Add it all together and the result is this: In 1994, the average total compensation (salary plus benefits) of the state's civil service employees was $51,552, compared to $41,270 for employees in the private sector, a differential of 24.9 percent. These numbers do not include the 3,800 state employees whose jobs are not included in civil service, such as legislators and their staffs, judges and court employees, the governor and his staff, and top personnel in the executive departments.

Michigan is not alone in excessive government compensation. A 1994 report from the American Legislative Exchange Council (ALEC) estimated that annual state employee compensation exceeded that of private employees in 48 states. But in 27 states, the margin of government over private compensation was smaller than it was in Michigan.

The ALEC report explained why state government pays so much more than the private sector: "Private companies do not have the freedom to artificially raise employee compensation . . . . A company that raises employee compensation above levels that customers are willing to pay (in the prices for the goods they buy) will lose market share and eventually close . . . . Government, unlike private employers, can artificially inflate public employee compensation, and compel the taxpayers to pay."

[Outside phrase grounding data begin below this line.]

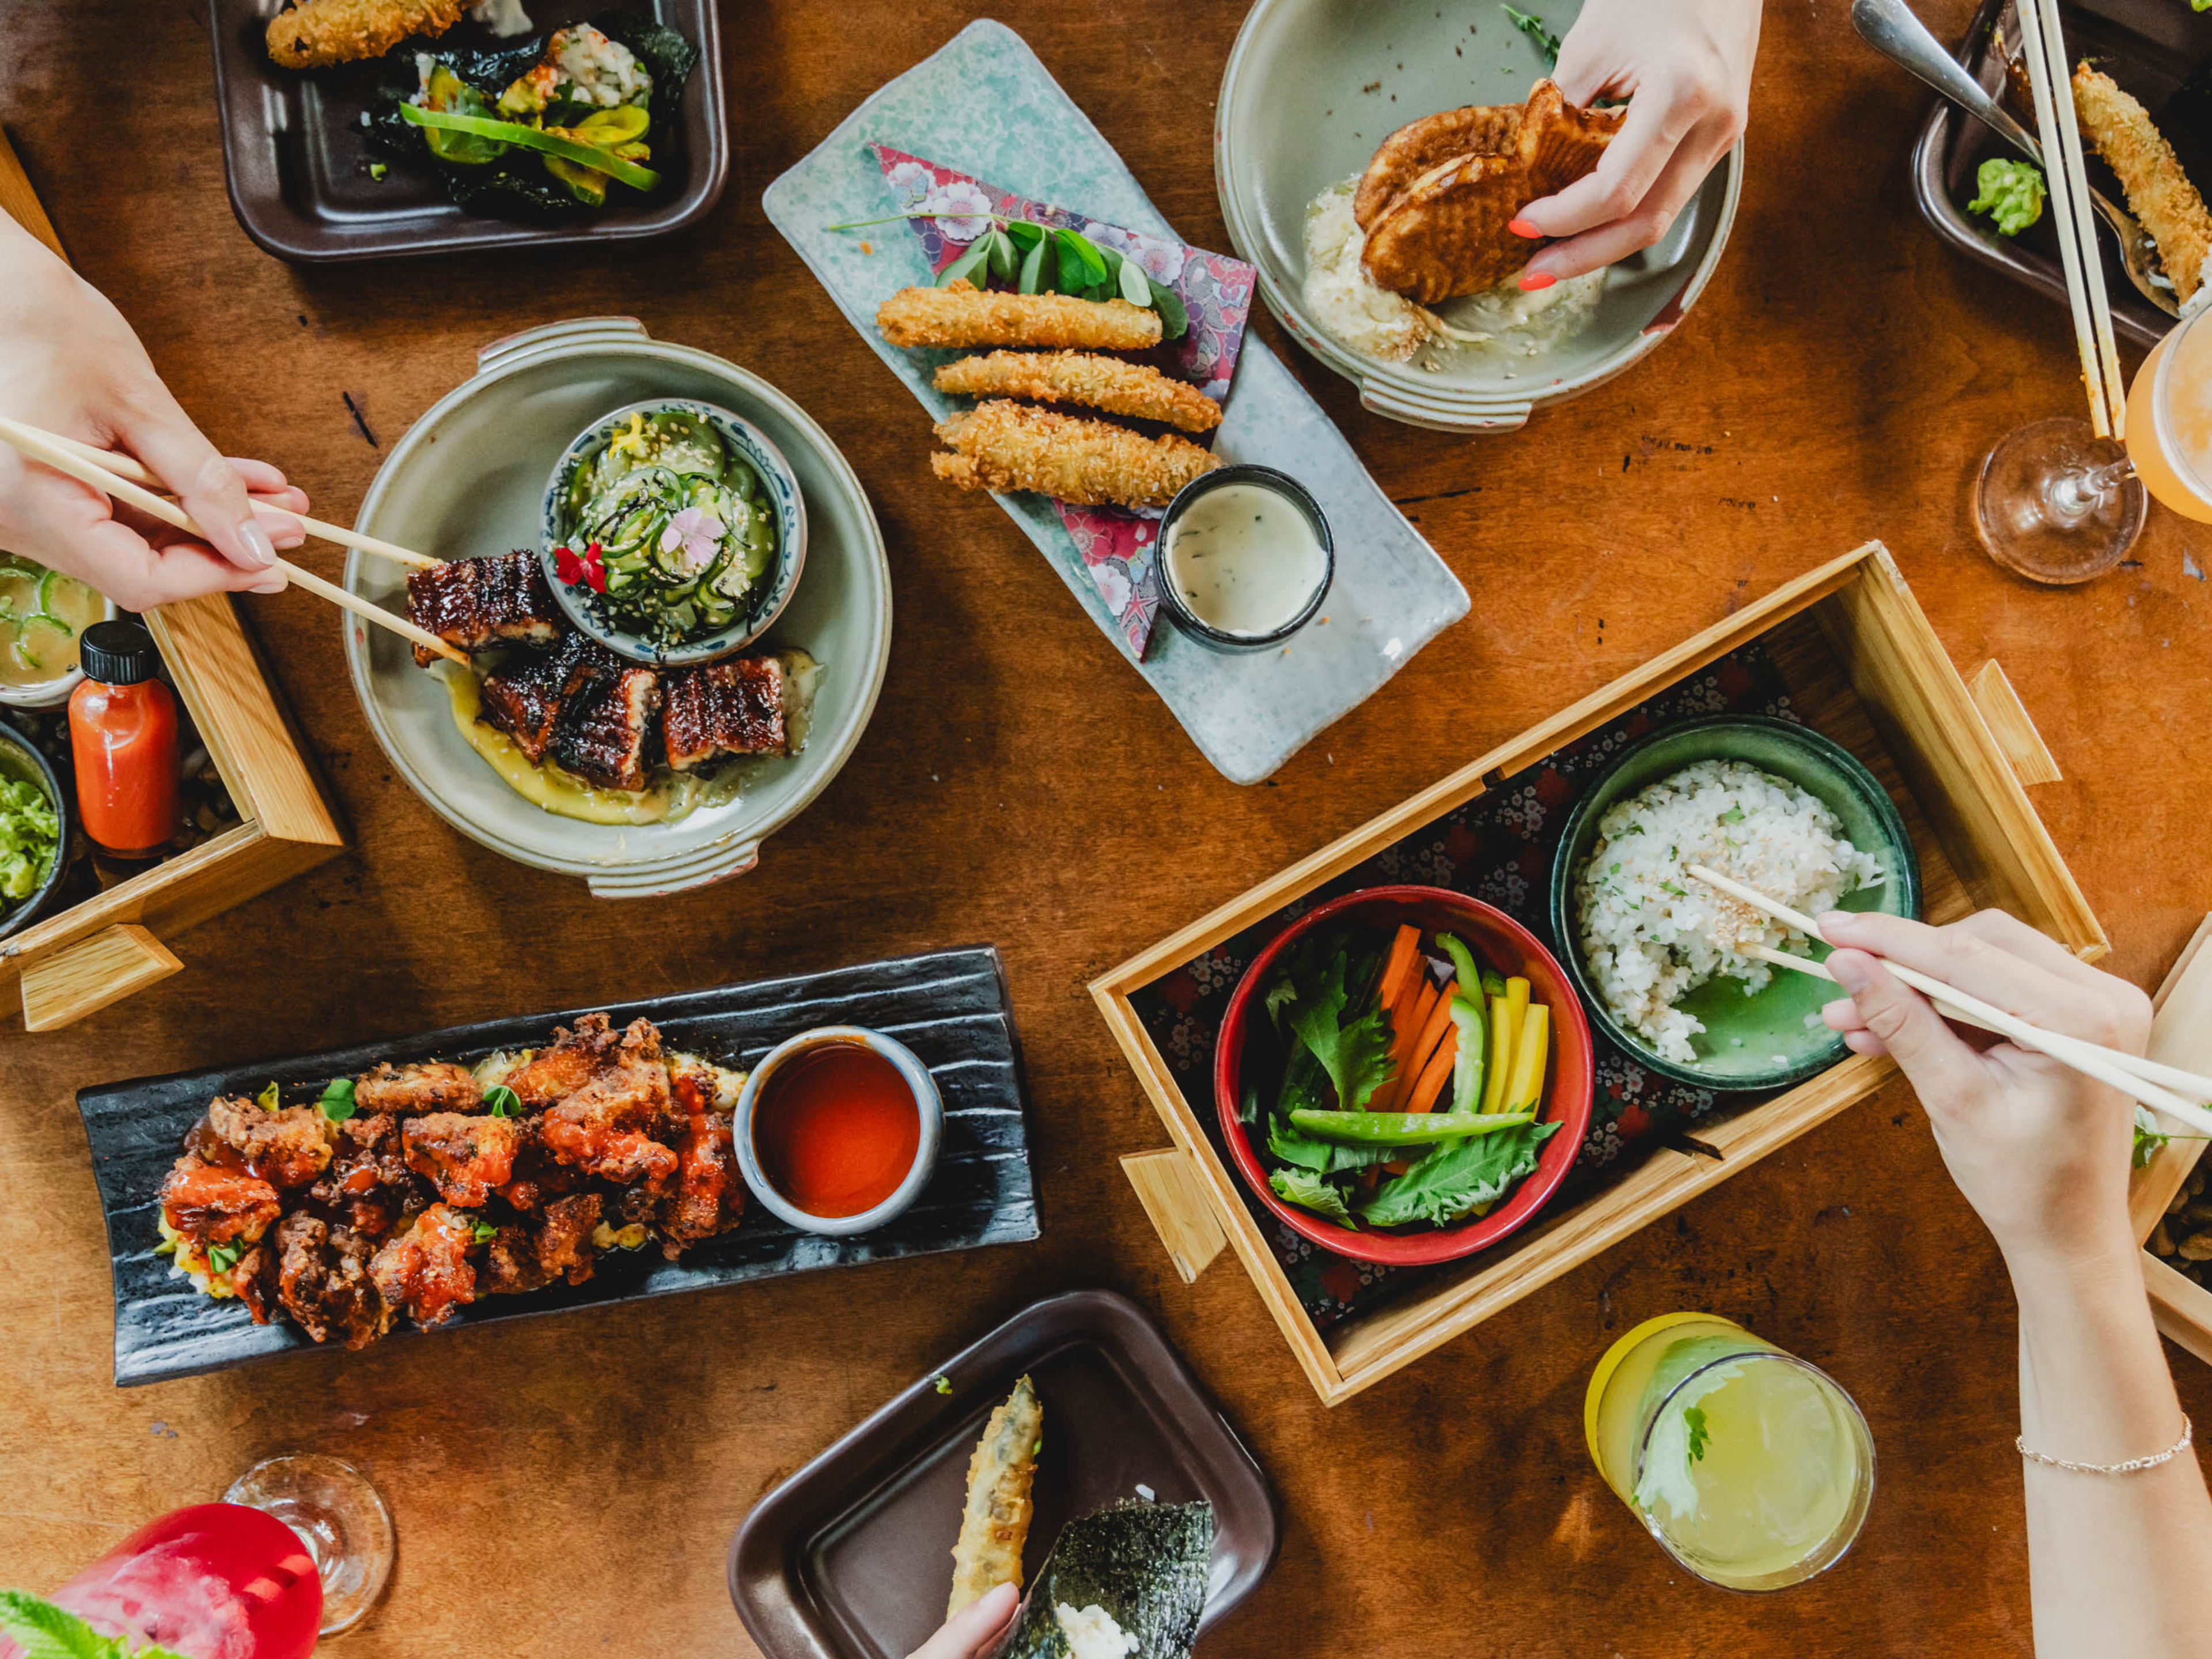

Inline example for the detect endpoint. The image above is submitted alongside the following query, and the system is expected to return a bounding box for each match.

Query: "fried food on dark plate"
[266,0,469,70]
[878,279,1165,351]
[931,401,1222,511]
[935,351,1223,433]
[2074,63,2212,303]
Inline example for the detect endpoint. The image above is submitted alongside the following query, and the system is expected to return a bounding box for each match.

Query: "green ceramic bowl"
[1547,717,1922,1091]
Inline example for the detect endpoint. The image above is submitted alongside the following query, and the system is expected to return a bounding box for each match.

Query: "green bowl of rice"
[1548,716,1921,1091]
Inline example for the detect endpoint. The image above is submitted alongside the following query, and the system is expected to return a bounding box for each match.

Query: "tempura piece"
[948,1374,1043,1616]
[878,280,1164,351]
[931,402,1221,511]
[264,0,469,69]
[2074,63,2212,302]
[935,351,1223,433]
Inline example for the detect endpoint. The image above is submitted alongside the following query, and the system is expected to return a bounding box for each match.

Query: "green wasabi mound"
[1968,157,2047,237]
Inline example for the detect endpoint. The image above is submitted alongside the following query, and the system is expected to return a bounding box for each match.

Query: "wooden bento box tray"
[0,134,343,1032]
[2131,917,2212,1364]
[1092,542,2104,1407]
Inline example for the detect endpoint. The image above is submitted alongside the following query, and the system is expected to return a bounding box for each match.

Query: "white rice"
[1574,759,1884,1064]
[1055,1604,1138,1659]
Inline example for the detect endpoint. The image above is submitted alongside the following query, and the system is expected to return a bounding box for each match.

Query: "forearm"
[2009,1236,2212,1657]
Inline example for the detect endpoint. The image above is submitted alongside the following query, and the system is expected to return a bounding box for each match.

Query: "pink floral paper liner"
[872,144,1257,658]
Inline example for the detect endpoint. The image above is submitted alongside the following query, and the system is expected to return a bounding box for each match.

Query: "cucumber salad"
[555,408,778,647]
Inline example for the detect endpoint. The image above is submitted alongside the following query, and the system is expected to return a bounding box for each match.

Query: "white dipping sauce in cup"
[1162,482,1328,637]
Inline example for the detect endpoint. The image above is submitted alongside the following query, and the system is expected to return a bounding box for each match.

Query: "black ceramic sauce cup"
[1153,464,1334,653]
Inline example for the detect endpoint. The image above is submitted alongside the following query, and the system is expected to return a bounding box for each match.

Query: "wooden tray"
[729,1290,1277,1659]
[1092,542,2103,1406]
[82,946,1037,1387]
[0,135,342,1032]
[2127,918,2212,1362]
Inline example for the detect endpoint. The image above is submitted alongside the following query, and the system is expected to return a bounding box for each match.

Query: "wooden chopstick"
[35,426,442,571]
[0,416,467,666]
[2016,0,2124,437]
[1686,863,2212,1135]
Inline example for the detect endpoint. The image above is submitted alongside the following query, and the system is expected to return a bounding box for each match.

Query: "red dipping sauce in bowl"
[754,1044,921,1218]
[735,1027,944,1236]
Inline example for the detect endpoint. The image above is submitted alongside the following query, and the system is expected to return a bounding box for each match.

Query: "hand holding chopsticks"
[0,415,464,666]
[1687,863,2212,1138]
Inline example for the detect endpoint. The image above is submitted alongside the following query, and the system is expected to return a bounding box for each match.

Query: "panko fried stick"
[265,0,469,68]
[948,1374,1043,1616]
[878,280,1164,351]
[935,350,1224,433]
[931,402,1222,511]
[2073,64,2212,302]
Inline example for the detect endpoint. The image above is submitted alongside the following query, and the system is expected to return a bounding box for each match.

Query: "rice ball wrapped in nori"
[987,1501,1213,1659]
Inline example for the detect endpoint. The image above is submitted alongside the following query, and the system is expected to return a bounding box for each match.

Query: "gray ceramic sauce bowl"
[734,1026,942,1237]
[541,397,809,668]
[0,722,71,942]
[1154,464,1335,653]
[1547,715,1923,1092]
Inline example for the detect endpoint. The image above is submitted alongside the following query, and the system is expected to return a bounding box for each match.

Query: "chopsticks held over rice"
[1687,863,2212,1137]
[0,417,465,665]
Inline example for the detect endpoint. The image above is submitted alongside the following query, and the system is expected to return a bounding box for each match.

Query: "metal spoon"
[1852,0,2176,316]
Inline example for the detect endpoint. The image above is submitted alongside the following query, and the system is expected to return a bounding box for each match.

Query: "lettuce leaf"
[1357,1119,1562,1228]
[1271,1168,1360,1228]
[1277,937,1394,1114]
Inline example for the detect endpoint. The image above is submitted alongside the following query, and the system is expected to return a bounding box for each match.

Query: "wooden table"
[3,2,2209,1653]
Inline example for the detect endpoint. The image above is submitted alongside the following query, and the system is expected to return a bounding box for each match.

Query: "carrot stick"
[1374,924,1422,1018]
[1407,1027,1460,1113]
[1403,986,1461,1096]
[1377,979,1440,1111]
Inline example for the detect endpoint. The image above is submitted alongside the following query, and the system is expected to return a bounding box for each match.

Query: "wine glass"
[224,1455,396,1637]
[1972,416,2145,584]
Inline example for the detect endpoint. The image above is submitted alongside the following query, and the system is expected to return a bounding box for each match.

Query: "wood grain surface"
[2,2,2210,1654]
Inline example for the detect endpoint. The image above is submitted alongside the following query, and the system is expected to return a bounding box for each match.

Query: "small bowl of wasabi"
[0,722,69,941]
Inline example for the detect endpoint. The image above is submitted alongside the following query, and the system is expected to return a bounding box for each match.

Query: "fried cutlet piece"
[930,402,1222,511]
[934,351,1223,433]
[662,656,787,770]
[206,1094,335,1190]
[402,1112,523,1208]
[537,1017,680,1190]
[159,1154,282,1249]
[505,1012,624,1107]
[2074,63,2212,302]
[271,1214,391,1349]
[1355,103,1524,228]
[368,1204,480,1331]
[406,551,563,668]
[550,649,661,793]
[354,1059,483,1117]
[877,279,1164,351]
[264,0,468,67]
[658,1067,744,1256]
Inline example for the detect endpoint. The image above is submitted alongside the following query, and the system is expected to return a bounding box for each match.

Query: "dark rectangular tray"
[209,0,728,263]
[81,946,1036,1387]
[1913,0,2212,346]
[729,1290,1278,1659]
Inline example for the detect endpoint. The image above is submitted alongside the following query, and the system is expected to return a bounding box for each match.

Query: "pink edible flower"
[659,506,726,574]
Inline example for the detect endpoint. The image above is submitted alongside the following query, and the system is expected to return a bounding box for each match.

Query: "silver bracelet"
[2018,1414,2194,1475]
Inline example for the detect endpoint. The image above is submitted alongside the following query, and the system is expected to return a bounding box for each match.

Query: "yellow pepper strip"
[1506,1003,1551,1114]
[1482,991,1516,1115]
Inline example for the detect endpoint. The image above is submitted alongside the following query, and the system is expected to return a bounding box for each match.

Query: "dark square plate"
[1913,0,2212,345]
[209,0,728,262]
[729,1290,1279,1659]
[79,946,1036,1386]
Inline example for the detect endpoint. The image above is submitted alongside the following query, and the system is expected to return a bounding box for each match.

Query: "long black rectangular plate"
[79,947,1037,1387]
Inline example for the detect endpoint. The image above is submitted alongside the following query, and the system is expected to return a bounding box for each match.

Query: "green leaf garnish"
[1270,1166,1360,1228]
[206,1241,240,1275]
[318,1077,358,1122]
[937,236,993,289]
[1685,1405,1710,1463]
[984,228,1018,283]
[255,1081,280,1112]
[483,1084,520,1119]
[1016,233,1049,294]
[472,1220,499,1244]
[933,1373,953,1395]
[1502,4,1561,66]
[0,1588,195,1659]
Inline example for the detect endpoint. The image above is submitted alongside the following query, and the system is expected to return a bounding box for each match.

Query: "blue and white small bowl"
[540,397,809,668]
[733,1026,943,1238]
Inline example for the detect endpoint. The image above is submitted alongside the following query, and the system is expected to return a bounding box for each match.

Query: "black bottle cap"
[78,619,157,686]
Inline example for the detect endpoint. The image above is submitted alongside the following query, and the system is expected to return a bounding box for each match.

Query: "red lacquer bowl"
[1214,885,1594,1267]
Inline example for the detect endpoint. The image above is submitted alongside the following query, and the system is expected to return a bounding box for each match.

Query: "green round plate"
[1547,715,1922,1092]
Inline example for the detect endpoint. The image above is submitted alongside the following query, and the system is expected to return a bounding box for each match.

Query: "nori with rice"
[987,1501,1213,1659]
[364,10,698,216]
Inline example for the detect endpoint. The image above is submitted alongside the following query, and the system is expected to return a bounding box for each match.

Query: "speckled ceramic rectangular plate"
[81,948,1036,1387]
[763,20,1469,785]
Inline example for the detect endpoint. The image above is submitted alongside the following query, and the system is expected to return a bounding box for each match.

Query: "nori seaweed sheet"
[988,1502,1213,1659]
[365,9,698,217]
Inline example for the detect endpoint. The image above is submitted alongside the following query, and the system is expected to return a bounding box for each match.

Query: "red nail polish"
[1517,270,1556,291]
[1508,217,1543,238]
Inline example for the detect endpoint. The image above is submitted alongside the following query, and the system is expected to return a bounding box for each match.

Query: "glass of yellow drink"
[2126,302,2212,522]
[1585,1313,1875,1591]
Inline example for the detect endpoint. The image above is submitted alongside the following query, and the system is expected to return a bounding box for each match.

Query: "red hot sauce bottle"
[68,619,179,861]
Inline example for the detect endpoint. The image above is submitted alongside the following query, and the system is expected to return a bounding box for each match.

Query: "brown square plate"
[729,1290,1278,1659]
[208,0,728,262]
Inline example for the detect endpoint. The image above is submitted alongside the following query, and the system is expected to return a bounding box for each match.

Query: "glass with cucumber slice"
[558,409,778,648]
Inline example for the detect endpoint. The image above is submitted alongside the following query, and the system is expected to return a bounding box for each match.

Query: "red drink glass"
[13,1503,322,1659]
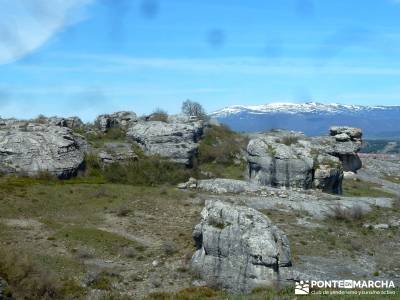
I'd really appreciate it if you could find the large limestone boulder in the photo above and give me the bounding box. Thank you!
[95,111,138,132]
[246,127,362,193]
[0,124,86,178]
[191,200,292,293]
[127,119,204,165]
[247,134,315,189]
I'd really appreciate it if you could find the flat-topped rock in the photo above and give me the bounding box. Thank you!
[127,119,204,165]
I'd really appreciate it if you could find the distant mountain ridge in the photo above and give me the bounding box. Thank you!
[211,102,400,138]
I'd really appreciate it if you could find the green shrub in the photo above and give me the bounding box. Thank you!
[103,157,192,186]
[198,125,248,165]
[197,125,248,179]
[0,247,85,299]
[103,128,126,140]
[83,153,102,178]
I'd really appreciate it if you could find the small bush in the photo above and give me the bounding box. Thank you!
[199,125,247,164]
[120,247,137,259]
[197,125,248,179]
[0,247,80,299]
[104,127,126,140]
[83,153,102,177]
[162,241,178,256]
[149,108,168,122]
[279,135,299,146]
[330,204,364,222]
[35,114,48,124]
[116,205,131,217]
[86,271,114,290]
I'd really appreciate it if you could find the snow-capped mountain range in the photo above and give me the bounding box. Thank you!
[211,102,400,138]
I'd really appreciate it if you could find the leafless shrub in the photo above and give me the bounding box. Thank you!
[162,241,178,256]
[73,247,94,260]
[120,247,137,259]
[149,108,168,122]
[116,205,131,217]
[280,135,299,146]
[181,100,206,118]
[331,204,364,222]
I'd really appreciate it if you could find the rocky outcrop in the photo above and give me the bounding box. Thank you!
[178,178,268,195]
[0,124,86,178]
[94,142,138,165]
[247,133,315,189]
[95,111,137,132]
[0,116,84,130]
[328,126,362,172]
[45,116,84,129]
[127,119,204,165]
[247,127,362,194]
[191,200,292,293]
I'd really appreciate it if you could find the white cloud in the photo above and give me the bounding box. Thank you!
[0,0,94,65]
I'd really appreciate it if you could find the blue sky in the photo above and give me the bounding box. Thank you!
[0,0,400,121]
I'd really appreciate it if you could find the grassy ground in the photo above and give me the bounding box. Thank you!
[1,173,399,299]
[262,203,400,280]
[0,175,202,299]
[342,178,396,198]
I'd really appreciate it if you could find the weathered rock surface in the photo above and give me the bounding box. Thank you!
[45,116,84,129]
[0,116,84,130]
[179,178,268,195]
[95,111,138,132]
[94,142,138,165]
[246,127,362,193]
[191,200,292,293]
[0,124,86,178]
[247,132,343,193]
[127,119,204,165]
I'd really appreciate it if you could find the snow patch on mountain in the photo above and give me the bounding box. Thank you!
[211,102,395,117]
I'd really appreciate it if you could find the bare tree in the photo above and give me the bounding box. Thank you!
[181,100,206,118]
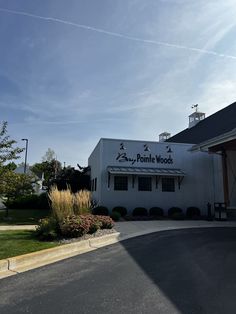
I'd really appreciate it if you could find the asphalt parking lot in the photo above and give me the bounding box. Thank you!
[0,227,236,314]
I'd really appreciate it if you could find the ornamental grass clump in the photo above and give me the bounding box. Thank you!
[74,190,91,215]
[48,186,74,222]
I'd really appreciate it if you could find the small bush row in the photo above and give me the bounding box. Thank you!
[35,214,114,240]
[93,205,201,220]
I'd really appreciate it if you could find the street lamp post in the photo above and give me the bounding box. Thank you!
[21,138,28,174]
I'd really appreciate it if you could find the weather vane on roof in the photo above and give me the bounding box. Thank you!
[191,104,198,112]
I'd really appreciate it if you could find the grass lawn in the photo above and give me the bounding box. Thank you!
[0,230,60,259]
[0,209,50,225]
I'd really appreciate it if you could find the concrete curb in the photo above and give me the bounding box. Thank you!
[0,259,8,271]
[0,232,120,279]
[0,259,13,279]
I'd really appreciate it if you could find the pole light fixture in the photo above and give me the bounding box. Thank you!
[21,138,28,174]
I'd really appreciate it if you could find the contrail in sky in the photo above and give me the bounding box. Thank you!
[1,7,236,60]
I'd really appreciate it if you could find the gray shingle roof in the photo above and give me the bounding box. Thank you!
[167,102,236,144]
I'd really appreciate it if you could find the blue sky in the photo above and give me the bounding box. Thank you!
[1,0,236,167]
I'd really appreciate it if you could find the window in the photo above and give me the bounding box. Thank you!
[162,177,175,192]
[114,176,128,191]
[91,178,97,191]
[138,177,152,191]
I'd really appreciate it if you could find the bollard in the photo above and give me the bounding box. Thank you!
[207,202,212,221]
[218,203,222,220]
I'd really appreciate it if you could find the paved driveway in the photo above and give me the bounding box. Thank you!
[1,227,236,314]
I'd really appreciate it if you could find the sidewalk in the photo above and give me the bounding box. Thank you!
[115,220,236,240]
[0,225,37,231]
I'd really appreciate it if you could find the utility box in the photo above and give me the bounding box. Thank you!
[214,202,227,220]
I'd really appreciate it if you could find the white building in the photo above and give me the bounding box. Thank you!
[88,103,236,216]
[88,138,219,215]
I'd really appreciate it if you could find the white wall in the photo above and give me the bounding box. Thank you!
[89,138,219,215]
[88,139,102,206]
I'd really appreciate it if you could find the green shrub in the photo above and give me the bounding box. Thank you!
[168,207,183,218]
[112,206,127,217]
[59,214,114,238]
[4,194,40,209]
[186,207,201,219]
[149,207,164,217]
[110,211,121,222]
[37,193,50,209]
[80,214,102,234]
[3,198,15,209]
[171,212,185,220]
[35,217,59,240]
[93,206,109,216]
[132,207,148,216]
[96,215,114,229]
[60,215,91,238]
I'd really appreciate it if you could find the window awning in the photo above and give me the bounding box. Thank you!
[107,166,186,177]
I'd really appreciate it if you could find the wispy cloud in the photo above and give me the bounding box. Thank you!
[0,7,236,60]
[198,79,236,116]
[13,116,122,126]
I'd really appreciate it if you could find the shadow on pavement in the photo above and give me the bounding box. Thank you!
[120,227,236,314]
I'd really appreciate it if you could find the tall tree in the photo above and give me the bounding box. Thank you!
[51,165,90,192]
[42,148,56,162]
[0,121,23,167]
[1,171,35,199]
[31,149,62,187]
[0,121,25,202]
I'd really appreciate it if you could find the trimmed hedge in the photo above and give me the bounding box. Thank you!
[112,206,127,217]
[92,206,109,216]
[132,207,148,216]
[4,193,50,210]
[186,207,201,219]
[37,193,51,209]
[110,211,121,221]
[171,212,185,220]
[149,207,164,217]
[168,207,183,218]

Furthermore, a relatively high percentage of state employees in Michigan are unionized-about 73 percent. That compares to just 19 percent of private sector workers in Michigan, and a tiny 12 percent of all private sector workers nationwide. Aggressive unions have forced state compensation up over the years, and only recently have shown willingness under pressure to roll back or restrain pay and benefit hikes.

After three years of personnel cutbacks in the Engler first term, state employment is growing again. So are compensation costs. Legislators and analysts have suggested a number of reforms to correct the problem. Imposing a hiring and pay freeze is one proposal. Another is to require state employees to contribute something to their pension plans (currently the state picks up the full tab). One legislator has even suggested requiring state employees who smoke to pay a 10 percent surcharge on state-provided health insurance. A concerted effort to inject competition into more state services by putting them up for bid-in short, privatization-is one proven way to bring costs in line.

State employees are generally good, honest, hard-working citizens who try to do their jobs well. But that's at least as true for the people who work to pay the taxes that make government possible in the first place. Government does not exist primarily for the benefit of those who work for it, but rather for the benefit of society at large. Putting balance back in the public-private compensation picture is, ultimately, an issue of fundamental fairness.